Trying Out Multiple Perspectives

This is a handout from my Tools for Getting Unstuck workshops.  It is designed to help you get unstuck when your being stuck is about not being able to see beyond the one or two ways of looking at the situation you live in most of the time.   It is most useful in the context of the workshop, but my hope is that it works reasonably well as a stand alone.

Here are some tools for helping you generate different perspectives on a given topic, in an area where you are feeling stuck.

Step One:  Before you start this process, make sure that the topic you have identified does not embody a particular perspective — state it in neutral terms.  A couple of examples:

  • “Coping with this horrible task” is not a neutral topic.  Restate it as “My relationship to task x,” or just “Task x.”
  • “Dealing with this overwhelming mess” is not a neutral topic.  Restate it as “My relationship to clutter” or just “clutter” or, if you prefer “My relationship to tidiness” or “Tidiness.”
  • Other examples of neutrally stated topics are “How I am going to spend the weekend,” “My relationship with my mother,” “My job,” “How I related to co-worker x,” “My vacation,” etc.

Step Two:  Once you have a neutrally stated topic, clearly articulate your current perspective — the one you are standing in right now (it may shift in 30 seconds, just focus on what it is now).

Step Three:  Now that you have clearly identified the perspective you are in, start generating different perspectives to try on.  In each case, move your body to a different place in the room as you try on a new perspective.

Here are some tools for seeing the topic from other perspectives:

1. Embody the perspective.  I suggest using this tool regardless of what other tools you are using.  Each perspective will feel different in your body — sink into that, exaggerate it if you need to in order to really feel it.  Notice what it feels like, where it lives in your body.  Does this perspective make you feel big or small?  Does it feel constricting or liberating?  All over, or just in particular parts of your body?  What do your arms and hands want to do?  Where in the room do you want to be?  Do you want to be sitting, standing, lying down, jumping up and down, rolling?

2. Use different physical viewing points.  Draw or otherwise symbolize the topic and put it somewhere in the room.  Then approach it from different angles, get close, move far away.  Move toward or away from it slowly, or quickly, eyes open or eyes closed (go slow with that last).  What comes up for you when you do this?

3. Use a meta-view.  Imagine that you are looking at the topic from the perspective of a bird circling overhead.  What do you see from there?  Imagine that you are looking back at the topic/decision from 20 years in the future, or 5, or 50.  What do you see from there?

4.  Ask yourself what the opposite perspective would be from the one you are in now.

5. Use what you see around you.  Most of the perspectives we find easily are perspectives we already know well, perspectives with well-worn paths in our left brain.

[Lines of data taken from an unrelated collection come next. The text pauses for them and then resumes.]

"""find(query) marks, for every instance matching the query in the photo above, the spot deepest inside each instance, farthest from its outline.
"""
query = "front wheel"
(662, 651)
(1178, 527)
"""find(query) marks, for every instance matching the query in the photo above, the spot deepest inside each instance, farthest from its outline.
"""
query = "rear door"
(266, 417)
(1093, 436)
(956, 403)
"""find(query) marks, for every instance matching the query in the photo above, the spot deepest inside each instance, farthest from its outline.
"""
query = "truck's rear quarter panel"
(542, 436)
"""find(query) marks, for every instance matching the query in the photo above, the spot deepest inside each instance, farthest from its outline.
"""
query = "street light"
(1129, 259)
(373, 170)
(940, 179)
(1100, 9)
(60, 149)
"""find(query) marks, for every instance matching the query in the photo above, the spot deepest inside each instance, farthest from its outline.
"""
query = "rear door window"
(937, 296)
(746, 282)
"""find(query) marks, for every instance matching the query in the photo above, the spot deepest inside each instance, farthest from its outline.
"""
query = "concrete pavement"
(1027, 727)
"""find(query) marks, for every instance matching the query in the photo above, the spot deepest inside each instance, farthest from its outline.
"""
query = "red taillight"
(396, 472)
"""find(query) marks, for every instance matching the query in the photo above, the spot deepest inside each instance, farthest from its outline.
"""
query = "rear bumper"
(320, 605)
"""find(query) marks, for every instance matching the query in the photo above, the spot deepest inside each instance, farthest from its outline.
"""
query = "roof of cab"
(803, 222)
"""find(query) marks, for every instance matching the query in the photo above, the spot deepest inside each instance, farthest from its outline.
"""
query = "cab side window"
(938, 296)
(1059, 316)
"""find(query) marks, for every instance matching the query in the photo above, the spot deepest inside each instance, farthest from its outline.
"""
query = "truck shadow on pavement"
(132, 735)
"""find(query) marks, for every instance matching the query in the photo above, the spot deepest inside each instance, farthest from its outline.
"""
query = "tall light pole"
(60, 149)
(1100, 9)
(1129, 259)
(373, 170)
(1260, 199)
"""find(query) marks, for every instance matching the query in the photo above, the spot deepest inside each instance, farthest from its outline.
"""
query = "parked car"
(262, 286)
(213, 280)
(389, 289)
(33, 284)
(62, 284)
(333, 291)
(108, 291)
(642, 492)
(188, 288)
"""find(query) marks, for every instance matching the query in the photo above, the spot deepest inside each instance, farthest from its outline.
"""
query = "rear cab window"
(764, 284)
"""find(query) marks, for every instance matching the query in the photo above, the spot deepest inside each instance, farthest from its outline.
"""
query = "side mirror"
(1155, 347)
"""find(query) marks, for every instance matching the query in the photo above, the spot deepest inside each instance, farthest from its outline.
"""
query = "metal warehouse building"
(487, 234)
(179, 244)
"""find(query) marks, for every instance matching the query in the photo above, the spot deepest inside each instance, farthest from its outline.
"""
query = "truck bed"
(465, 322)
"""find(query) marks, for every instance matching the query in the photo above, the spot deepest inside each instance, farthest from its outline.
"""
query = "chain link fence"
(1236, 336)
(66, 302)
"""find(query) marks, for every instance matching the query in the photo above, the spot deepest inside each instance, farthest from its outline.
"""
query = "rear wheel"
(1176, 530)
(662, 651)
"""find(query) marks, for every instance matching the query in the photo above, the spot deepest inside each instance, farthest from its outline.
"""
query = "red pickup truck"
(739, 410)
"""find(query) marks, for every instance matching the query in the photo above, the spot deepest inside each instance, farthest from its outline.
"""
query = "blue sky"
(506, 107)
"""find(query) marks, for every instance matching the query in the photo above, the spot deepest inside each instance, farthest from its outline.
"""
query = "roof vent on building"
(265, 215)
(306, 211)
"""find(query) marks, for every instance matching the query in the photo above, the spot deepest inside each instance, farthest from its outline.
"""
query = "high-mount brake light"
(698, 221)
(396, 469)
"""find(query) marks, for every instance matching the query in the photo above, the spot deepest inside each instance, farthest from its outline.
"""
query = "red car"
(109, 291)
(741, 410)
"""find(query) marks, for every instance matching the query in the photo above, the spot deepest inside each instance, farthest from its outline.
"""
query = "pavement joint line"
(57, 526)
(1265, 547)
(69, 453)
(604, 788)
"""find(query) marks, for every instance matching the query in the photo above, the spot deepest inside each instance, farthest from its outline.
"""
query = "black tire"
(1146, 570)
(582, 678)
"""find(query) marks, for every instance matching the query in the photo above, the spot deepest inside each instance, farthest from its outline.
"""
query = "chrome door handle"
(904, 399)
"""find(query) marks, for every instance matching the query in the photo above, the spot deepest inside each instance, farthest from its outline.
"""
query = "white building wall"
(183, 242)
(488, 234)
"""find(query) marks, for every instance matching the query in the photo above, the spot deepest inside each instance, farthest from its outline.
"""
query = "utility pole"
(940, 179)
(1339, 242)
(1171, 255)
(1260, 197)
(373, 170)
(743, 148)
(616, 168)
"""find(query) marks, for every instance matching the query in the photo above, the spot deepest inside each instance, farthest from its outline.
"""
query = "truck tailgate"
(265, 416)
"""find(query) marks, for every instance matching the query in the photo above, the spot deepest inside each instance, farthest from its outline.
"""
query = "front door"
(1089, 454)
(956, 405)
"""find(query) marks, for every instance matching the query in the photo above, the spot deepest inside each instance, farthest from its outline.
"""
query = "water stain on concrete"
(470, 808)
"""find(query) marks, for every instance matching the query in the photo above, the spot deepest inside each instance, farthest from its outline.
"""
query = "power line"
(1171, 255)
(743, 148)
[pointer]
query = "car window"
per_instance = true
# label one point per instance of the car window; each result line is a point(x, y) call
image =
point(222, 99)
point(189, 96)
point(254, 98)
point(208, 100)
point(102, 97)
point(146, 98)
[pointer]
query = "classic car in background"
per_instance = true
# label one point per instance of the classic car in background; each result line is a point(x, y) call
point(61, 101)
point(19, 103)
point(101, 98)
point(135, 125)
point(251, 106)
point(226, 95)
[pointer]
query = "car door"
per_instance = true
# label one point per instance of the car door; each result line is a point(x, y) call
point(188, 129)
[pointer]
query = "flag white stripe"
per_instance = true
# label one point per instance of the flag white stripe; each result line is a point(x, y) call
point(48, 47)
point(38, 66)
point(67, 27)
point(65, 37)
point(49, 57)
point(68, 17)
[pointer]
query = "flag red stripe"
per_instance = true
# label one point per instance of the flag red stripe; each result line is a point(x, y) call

To shift yourself into your right brain, where very new perspectives come from, try letting yourself use the environment around you to generate ideas.  Walk around the space you are in (or walk outside), stop and look at something and ask yourself what that perspective would be (i.e. the dictionary perspective, the easy chair perspective, the piano perspective, the maple tree perspective, the window perspective, the grass basket perspective…).  Embody and explore that perspective.  Then do it again in a new spot.

6. Find a metaphor and explore different perspectives that way.

Examples:

  • A Zoo — how would different animals see it?
  • Music — how would particular songs, or artists, see it?
  • A House — how would it look from different rooms in the house?
  • A Garden — how would different flowers, or vegetables, see it?
  • An Art Museum — how would different paintings or sculptures see it?

Any metaphor that draws on your life — has meaning for you — can work.  Make sure you don’t get so distracted by the metaphor that you forget to focus on the topic.

Notice that all of the perspectives you are trying out have some grain of truth in them, something you can draw on.

Step Four:  Once you have tried out five or more perspectives, experiment with choosing one that is different from the one you started with and embracing that one.  See what solutions and actions fall from that perspective.

Step Five; Decide to make a commitment. This can be as simple as a commitment to stand in that perspective for a week, or an hour, and notice, from a place of curiosity, what that is like.  It could be as big as a commitment to do five things that showed up as actions you want to take when you were standing in a new perspective.

Step SixGet clear on what you will have to say yes, and no, to in order to honor this commitment.

Step SevenMake the commitment.  I recommend drawing a line on the floor (real or imagined) and physically stepping over it.  This is big stuff — do it big.